Like recently I had someone message me this. “Indoctrination (as you call it) goes both ways. My mother, for instance, was brought up an atheist, but upon arrival in this country plunged deep into religion -- why? Because it was her way of breaking out of atheism from USSR! Now, after more then 20 years, she regrets it, but this is really besides my point. My point is that YOU should try to be a more gentle and flexible being. I believe it’s Okay to believe in God without being religious. And that applies to all the millions of Frenchies and Italians’ who do exactly that. But it also applies to the Hindu who believe in many Gods and some of them are religious to the extreme, while others are kind of cool about it, and many others (Muslims including). I believe that admitting that humans are spiritual beings is also a form of breaking out for some of us. Especially for those who have had a painful religious experience from which they needed to run in the first place. But you don't need to come back to that religious experience or even endorse it. All you have to do is be open-minded to flaws in science.”
Maybe I am just too tired to focus all my cognitive skills regarding this or hell maybe I honestly just don’t even want to bother responding… Is that bad? That I’ve reached this point where I am tired of the attacks, gentle or not, just feels like I’ve been living on this mental battle field my entire life. I’m a seasoned vet with none of the perks that come with it and yet still I want to take them all on. Even in my moment of weakness, or emotional slump I have never been one to just give up, for any reason. Just an angry girl with an opinion I guess. Hahah…

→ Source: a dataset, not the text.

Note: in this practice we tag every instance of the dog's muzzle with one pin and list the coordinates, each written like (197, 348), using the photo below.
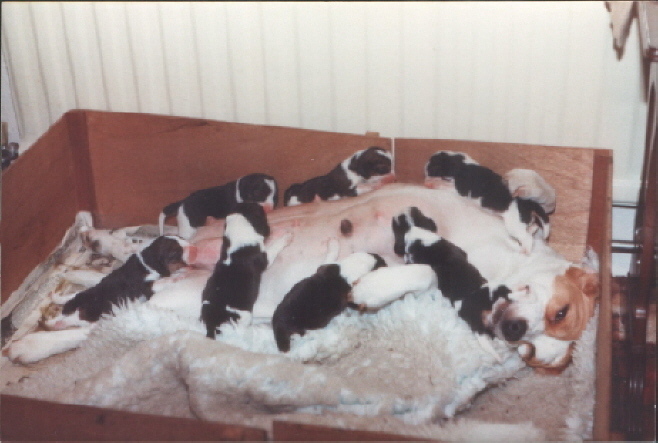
(513, 329)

This message though has me stumbling. I’m not even sure if I shouldn’t be insulted. Maybe I shouldn’t see it that way but its hard not to. I’ve been more than ‘gentle and flexible’ my entire life. I’ve bent over backwards for people who ignorantly insulting me in order not to insult them, even as they labeled my existence as Moral monster. I’ve sat there inwardly fighting with myself to speak out and cried when I was alone because I couldn’t. I’ve hidden my lack of beliefs like it’s a embarrassing rash for most of my life just to avoid the fall out I knew I would receive once they all knew my little secret, “Tammy doesn’t believe in God” well there’s something to beat the drums of war over.
Now they know and part of me still holds back. Yet, despite this I am still required to be more gentle and flexible? Funny.
It’s not my personal responsibility to coddle the people who’ve had traumatic experiences in their lives when I have too many of my own. Which, I also have to hide behind the façade because it would honestly enrage me if someone tried to use those events in my past as the excuse for my “lack of faith in God” now. Can you imagine what that’s like? Remembering the forced advances of a man at the age of five, it wasn’t the last either and yet I still believed their words when they told me everything was in Gods plan, and he does everything for us to test our love of him because …. God works in mysterious ways don’t you know.
My past wasn’t my cause for my disbelief it was logic. People choose to believe in God regardless of whatever faith they follow because they fear the ending, death, just as much as their fear life. They need something to hold onto so that they can keep going because they just can’t see there is more to everything then just gaining an exclusive membership into Heaven. They need to feel that their suffering is justified because it is all part of whatever God they follows plan.
Sorry, just as I thought this became overly long and emotional. So I think I’ll stop here. Thanks for actually reading that mess, if you got this far into my ranting.